A Commencement Address to Live By

It’s graduation time, and I’d encourage you to be discerning as you hear the message being sent to graduates. Often it is ridiculously overblown and flattering and ego-massaging. Much is said about how great the graduates are; little is said about their need to serve others. Read these words from J. Budziszewski, author of one of my favorite books for high school graduates, How to Stay Christian in College. (This commencement charge was given by the fictional character Professor Theophilus, at an unofficial graduation ceremony held by churches for graduates from "Post-Everything University.")

Honored guests, this ceremony is called a "commencement." I'd like us to think about the word. Graduation is said to mark the end of college, and so it does. But a commencement is an occasion of commencing: Not of ending, but of beginning.

Graduates, everything depends on what it is that you think you're about to commence.

This week I attended the official commencement rites at Post-Everything University. I don't know what the graduates themselves thought they were about to commence, but I know what the speaker thought they were about to commence. He thought they were about to commence BEING IMPORTANT. Most of his talk was an invitation to vanity and pride.

The first of his four pieces of advice was "Never let anyone tell you that you aren't better than other people." You may have been flattered by your teachers, but I hope your churches have taught you better. As Paul wrote to the Romans, "Do not think of yourself more highly than you ought." As he demanded of the Corinthians, "What have you that you did not receive? If then you received it, why do you boast as if it were not a gift?"

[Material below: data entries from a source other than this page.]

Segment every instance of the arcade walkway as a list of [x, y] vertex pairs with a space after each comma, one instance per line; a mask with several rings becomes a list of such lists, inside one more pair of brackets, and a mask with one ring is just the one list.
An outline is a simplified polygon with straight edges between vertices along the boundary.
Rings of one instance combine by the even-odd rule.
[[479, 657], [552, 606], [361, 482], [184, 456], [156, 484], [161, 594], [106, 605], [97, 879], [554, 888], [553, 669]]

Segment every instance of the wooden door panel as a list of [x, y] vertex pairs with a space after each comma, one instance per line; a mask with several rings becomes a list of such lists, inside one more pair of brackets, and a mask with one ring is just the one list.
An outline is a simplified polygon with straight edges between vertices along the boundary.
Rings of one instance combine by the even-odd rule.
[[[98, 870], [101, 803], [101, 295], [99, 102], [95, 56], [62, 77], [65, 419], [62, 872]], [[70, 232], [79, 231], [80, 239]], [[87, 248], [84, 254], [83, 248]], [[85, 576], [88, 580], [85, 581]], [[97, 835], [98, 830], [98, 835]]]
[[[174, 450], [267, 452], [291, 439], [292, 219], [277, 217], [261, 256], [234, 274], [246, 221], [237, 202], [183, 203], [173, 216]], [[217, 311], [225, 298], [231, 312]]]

The speaker's second bit of advice was "Remember that you are joining an elite." It's true that you are attaining a higher status, but you have been taught differently about that, too, haven't you? Once Jesus rebuked His disciples by telling them "You know that those who are supposed to rule over the Gentiles lord it over them, and their great men exercise authority over them. But it shall not be so among you; but whoever would be great among you must be your servant, and whoever would be first among you must be slave of all."

Third, the speaker urged "Be all you can be." If that slogan means "Be as faithful, dedicated, and true as you can be," then it's good advice, but he didn't say anything about faith, dedication, or truth. What he spoke about was getting ahead—being a success as the world measures success. A famous photographic satire on the idea of "being all you can be" shows a man bloated with the corpulence of a thousand excessive meals, diving into swimming pool, all the water parting before him like the Red Sea. The photo is not a warning against the deadly sin of gluttony, but against the deadly sin of pride. The body of the man is a parable of what our souls will be like if we feed on our self-importance.

Finally the speaker urged graduates to say with the author of the poem Invictus, "I am the master of my fate: I am the captain of my soul." No, you are neither masters of your fate nor captains of your soul. Christ is those things already. Your office is not to direct the boat but to be the boat, sailing on His living breath. He purchased you with His blood, and as the seal of His purchase, He has painted a new name on your prow. C.S. Lewis remarked that "There are only two kinds of people in the end: those who say to God, 'Thy will be done,' and those to whom God says, in the end, 'Thy will be done.' All that are in Hell, choose it." Remember that.